I've been looking at akka recently and it's pretty impressive. It looks like it has most of the killer features of erlang - location transparency, supervision hierarchies, and more. Are there any features erlang has that akka doesn't?
问题:
回答1:
Disclaimer: I am the PO for Akka
- Erlang does copy-on-send - Akka uses shared memory (immutable objects) for in-VM sends
- Erlang does per-process GC - Akka uses JVM GCs
- Erlang has OTP - Akka integrates with the entire Java ecosystem (Apache Camel, JAX-RS, etc etc)
- Erlang does the process scheduling for you - Akka allows you to use many different Dispatchers with endless configuration opportunities
- Erlang does hot code reload - Akka can support it, but it's less flexible because of JVM classloading
Those are the ones from the top of my head.
On the other hand, using Akka means that you can use Scala, Java, Groovy or JRuby to write your applications.
回答2:
In Erlang processes are guaranteed to be switched approximately each 1000 reductions. In such a naive framework as Scala/Akka agent owns a scheduler until it finishes work in receive. Checkmate. Game over. Hasta la vista:) People, do not waste your time on pseudo techs. I shocked that guys here compare Scala with Erlang.
Also there are many other so called "killer features", but here is my advice, do not think in terms of features, think about idioms that enables particular language. Scala steals "best features", Erlang enables/implements you with right idioms to build systems reliably, with high level language that driven from those right idioms. When you learn Erlang you are rebuilding your mind, your way of thinking about distributed reliable system, Erlang teaches you and upgrades you. Scala is just another one imperative (oh, sorry, multiparadigmal, funny word) language that tries to steal good features from other languages.
回答3:
Nearly nobody mentions process isolation. Without guarantees of "your thread cannot mess with my junk", distributed systems are much more difficult to reason about. (They're already difficult enough with Erlang's processes.)

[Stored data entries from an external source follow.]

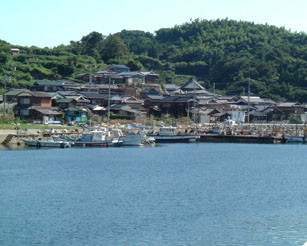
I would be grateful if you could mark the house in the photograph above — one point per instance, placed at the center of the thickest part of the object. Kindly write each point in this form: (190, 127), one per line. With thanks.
(28, 99)
(41, 115)
(118, 68)
(152, 78)
(124, 111)
(133, 78)
(149, 92)
(104, 88)
(171, 89)
(274, 114)
(193, 87)
(237, 113)
(95, 98)
(12, 95)
(64, 103)
(220, 117)
(174, 105)
(72, 115)
(291, 109)
(127, 91)
(15, 51)
(47, 86)
(106, 77)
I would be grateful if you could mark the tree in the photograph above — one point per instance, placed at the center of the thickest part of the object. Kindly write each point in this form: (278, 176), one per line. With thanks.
(91, 44)
(114, 48)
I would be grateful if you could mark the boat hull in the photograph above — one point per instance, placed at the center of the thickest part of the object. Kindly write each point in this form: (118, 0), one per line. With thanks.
(176, 139)
(47, 144)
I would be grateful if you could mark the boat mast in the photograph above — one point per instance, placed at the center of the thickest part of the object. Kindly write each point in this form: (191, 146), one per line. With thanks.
(249, 91)
(109, 100)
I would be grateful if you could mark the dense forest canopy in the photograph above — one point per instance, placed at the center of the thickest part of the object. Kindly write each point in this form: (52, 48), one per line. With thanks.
(224, 53)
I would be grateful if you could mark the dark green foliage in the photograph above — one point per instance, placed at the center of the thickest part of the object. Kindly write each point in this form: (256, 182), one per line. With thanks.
(114, 48)
(225, 52)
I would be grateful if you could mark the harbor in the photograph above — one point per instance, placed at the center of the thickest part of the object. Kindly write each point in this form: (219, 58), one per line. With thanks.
(116, 134)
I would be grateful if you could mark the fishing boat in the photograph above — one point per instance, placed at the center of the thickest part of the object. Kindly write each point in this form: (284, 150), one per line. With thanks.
(99, 137)
(294, 139)
(170, 134)
(54, 143)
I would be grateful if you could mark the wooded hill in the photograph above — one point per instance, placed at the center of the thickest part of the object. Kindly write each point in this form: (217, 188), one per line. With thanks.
(226, 53)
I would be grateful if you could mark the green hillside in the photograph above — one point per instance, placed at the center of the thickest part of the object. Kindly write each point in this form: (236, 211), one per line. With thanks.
(222, 52)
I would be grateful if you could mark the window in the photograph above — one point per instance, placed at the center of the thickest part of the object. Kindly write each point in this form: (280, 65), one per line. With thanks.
(25, 101)
(24, 112)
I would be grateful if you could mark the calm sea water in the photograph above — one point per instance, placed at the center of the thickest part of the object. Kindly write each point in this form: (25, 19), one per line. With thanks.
(178, 194)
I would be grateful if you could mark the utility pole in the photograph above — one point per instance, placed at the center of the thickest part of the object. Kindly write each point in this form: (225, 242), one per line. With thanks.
(4, 96)
(109, 100)
(194, 99)
(249, 90)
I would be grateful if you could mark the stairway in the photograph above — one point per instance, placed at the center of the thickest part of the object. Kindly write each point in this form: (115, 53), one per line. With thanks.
(8, 138)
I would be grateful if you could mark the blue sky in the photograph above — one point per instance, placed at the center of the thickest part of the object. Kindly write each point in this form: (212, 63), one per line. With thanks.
(48, 23)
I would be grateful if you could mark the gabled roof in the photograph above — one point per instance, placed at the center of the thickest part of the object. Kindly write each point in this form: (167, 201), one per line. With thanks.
(45, 111)
(15, 92)
(192, 84)
(154, 97)
(253, 99)
(50, 83)
(64, 100)
(92, 95)
(150, 91)
(119, 66)
(171, 87)
(34, 94)
(288, 104)
(132, 73)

AFAIK (which isn't far, given my limited direct experience with the JVM), only Erlang actually gets process isolation "right" on the JVM. Mr. Google can give some hints on where to find research by Fox and Candea (?) on research systems that use a "micro-reboot" technique ("recovery-oriented computing"). An Erlang developer reads that research and says a couple of things:
- Welcome to the club, what took you so long?

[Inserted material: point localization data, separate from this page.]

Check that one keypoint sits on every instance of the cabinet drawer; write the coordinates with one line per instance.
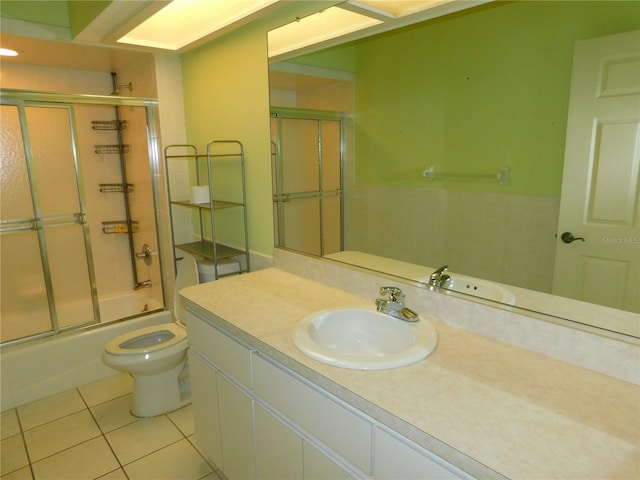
(223, 351)
(397, 457)
(331, 423)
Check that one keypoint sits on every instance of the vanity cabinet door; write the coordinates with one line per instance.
(278, 448)
(318, 466)
(204, 394)
(236, 431)
(396, 458)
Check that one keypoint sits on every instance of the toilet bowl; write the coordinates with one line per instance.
(156, 356)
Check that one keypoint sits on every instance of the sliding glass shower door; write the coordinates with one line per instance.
(45, 252)
(307, 173)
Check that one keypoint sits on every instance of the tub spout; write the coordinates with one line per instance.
(145, 284)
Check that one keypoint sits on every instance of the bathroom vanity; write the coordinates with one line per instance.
(475, 408)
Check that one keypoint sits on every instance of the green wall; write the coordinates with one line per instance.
(226, 95)
(46, 12)
(476, 91)
(83, 12)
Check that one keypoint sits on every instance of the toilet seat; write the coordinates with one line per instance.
(117, 345)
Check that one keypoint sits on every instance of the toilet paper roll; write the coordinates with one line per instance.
(200, 195)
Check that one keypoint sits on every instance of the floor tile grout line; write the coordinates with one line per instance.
(103, 434)
(24, 444)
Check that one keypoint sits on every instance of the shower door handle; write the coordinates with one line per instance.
(145, 254)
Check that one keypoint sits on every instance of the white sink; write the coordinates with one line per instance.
(362, 338)
(477, 288)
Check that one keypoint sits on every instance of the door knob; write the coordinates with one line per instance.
(567, 237)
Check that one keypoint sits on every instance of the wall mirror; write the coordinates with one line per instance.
(452, 145)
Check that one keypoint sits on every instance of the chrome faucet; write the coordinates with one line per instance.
(439, 278)
(393, 305)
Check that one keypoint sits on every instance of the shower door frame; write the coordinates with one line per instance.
(23, 99)
(279, 197)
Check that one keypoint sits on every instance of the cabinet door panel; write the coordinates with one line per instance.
(224, 352)
(317, 466)
(279, 449)
(333, 424)
(204, 394)
(396, 459)
(236, 430)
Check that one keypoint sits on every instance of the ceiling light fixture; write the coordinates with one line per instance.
(314, 29)
(183, 22)
(7, 52)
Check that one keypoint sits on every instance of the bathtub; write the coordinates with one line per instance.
(46, 366)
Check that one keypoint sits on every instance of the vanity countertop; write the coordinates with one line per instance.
(488, 407)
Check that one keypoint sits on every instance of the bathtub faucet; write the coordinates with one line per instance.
(439, 278)
(145, 284)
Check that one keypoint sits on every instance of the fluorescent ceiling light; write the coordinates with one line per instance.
(398, 8)
(325, 25)
(183, 22)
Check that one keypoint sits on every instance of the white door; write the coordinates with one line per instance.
(600, 189)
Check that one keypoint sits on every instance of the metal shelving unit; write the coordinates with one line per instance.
(203, 169)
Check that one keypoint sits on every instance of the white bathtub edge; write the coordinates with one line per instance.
(43, 368)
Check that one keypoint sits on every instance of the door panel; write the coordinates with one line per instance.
(600, 190)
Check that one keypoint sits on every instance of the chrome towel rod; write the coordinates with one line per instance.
(502, 176)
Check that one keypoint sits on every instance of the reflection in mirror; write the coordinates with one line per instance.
(454, 151)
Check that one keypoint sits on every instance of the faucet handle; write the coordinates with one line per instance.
(394, 293)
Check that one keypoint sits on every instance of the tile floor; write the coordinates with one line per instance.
(89, 433)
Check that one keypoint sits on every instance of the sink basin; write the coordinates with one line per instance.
(477, 288)
(362, 338)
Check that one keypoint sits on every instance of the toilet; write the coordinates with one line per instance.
(156, 356)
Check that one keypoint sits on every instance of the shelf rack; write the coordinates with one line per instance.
(208, 246)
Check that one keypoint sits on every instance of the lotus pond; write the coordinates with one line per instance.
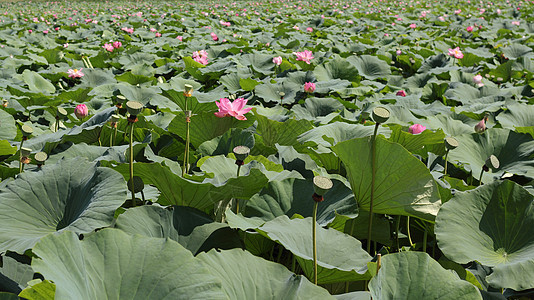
(267, 150)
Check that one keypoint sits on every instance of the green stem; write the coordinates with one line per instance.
(446, 157)
(131, 163)
(480, 177)
(20, 156)
(425, 238)
(373, 174)
(314, 235)
(237, 200)
(408, 229)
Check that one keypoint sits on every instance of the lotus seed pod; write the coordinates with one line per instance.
(61, 112)
(188, 90)
(451, 143)
(115, 118)
(380, 115)
(25, 152)
(241, 152)
(27, 130)
(139, 185)
(40, 157)
(492, 162)
(134, 108)
(321, 185)
(120, 99)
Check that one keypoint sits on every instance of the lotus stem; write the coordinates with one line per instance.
(314, 236)
(408, 229)
(373, 174)
(131, 163)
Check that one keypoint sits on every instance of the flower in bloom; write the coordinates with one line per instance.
(456, 52)
(401, 93)
(478, 80)
(481, 126)
(81, 111)
(305, 56)
(201, 57)
(417, 128)
(108, 47)
(214, 36)
(235, 109)
(309, 87)
(75, 73)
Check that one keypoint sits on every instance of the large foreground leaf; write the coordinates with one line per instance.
(415, 275)
(70, 195)
(340, 257)
(114, 265)
(493, 225)
(246, 276)
(403, 186)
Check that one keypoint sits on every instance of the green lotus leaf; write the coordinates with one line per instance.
(14, 276)
(113, 264)
(294, 196)
(244, 276)
(370, 67)
(9, 129)
(340, 257)
(39, 290)
(415, 275)
(491, 225)
(403, 184)
(71, 195)
(514, 151)
(36, 82)
(193, 229)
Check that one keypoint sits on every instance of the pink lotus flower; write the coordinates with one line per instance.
(481, 126)
(478, 80)
(201, 57)
(214, 36)
(309, 87)
(81, 111)
(417, 128)
(108, 47)
(277, 60)
(305, 56)
(401, 93)
(75, 73)
(236, 109)
(456, 52)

- The JVM makes it awfully, awfully hard to join, though. :-)
回答4:
For me, hot code swapping in an entire Erlang cluster without downtime (for example: make:all([netload]

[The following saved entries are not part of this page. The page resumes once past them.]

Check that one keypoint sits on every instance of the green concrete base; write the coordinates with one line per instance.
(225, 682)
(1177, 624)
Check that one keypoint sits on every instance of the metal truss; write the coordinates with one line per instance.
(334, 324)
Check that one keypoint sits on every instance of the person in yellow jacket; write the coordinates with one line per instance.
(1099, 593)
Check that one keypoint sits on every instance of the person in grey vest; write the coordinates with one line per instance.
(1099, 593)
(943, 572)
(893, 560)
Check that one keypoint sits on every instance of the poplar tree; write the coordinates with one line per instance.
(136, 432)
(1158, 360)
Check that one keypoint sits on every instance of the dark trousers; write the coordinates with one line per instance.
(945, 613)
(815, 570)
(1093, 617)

) is one of the Erlang killer features.
But let's reverse your question: What does akka have that Erlang doesn't? Of course you can add dozens of extensions and libraries (scala, akka, spring, osgi, ...) to Java to try to come close to Erlang. But where is the point? In sum all these extensions are much more complex than learning the simple Erlang language that now has proven for over 2 decades that it can do the job offering top scalability with zero downtime.
回答5:
Probably Erlang is better for bigger distributed systems (following vjache's answer) but for a normal server when you just want use the full power of multiple CPUs then Akka is good choice— provides good abstraction, performance and integration with the Java ecosystem.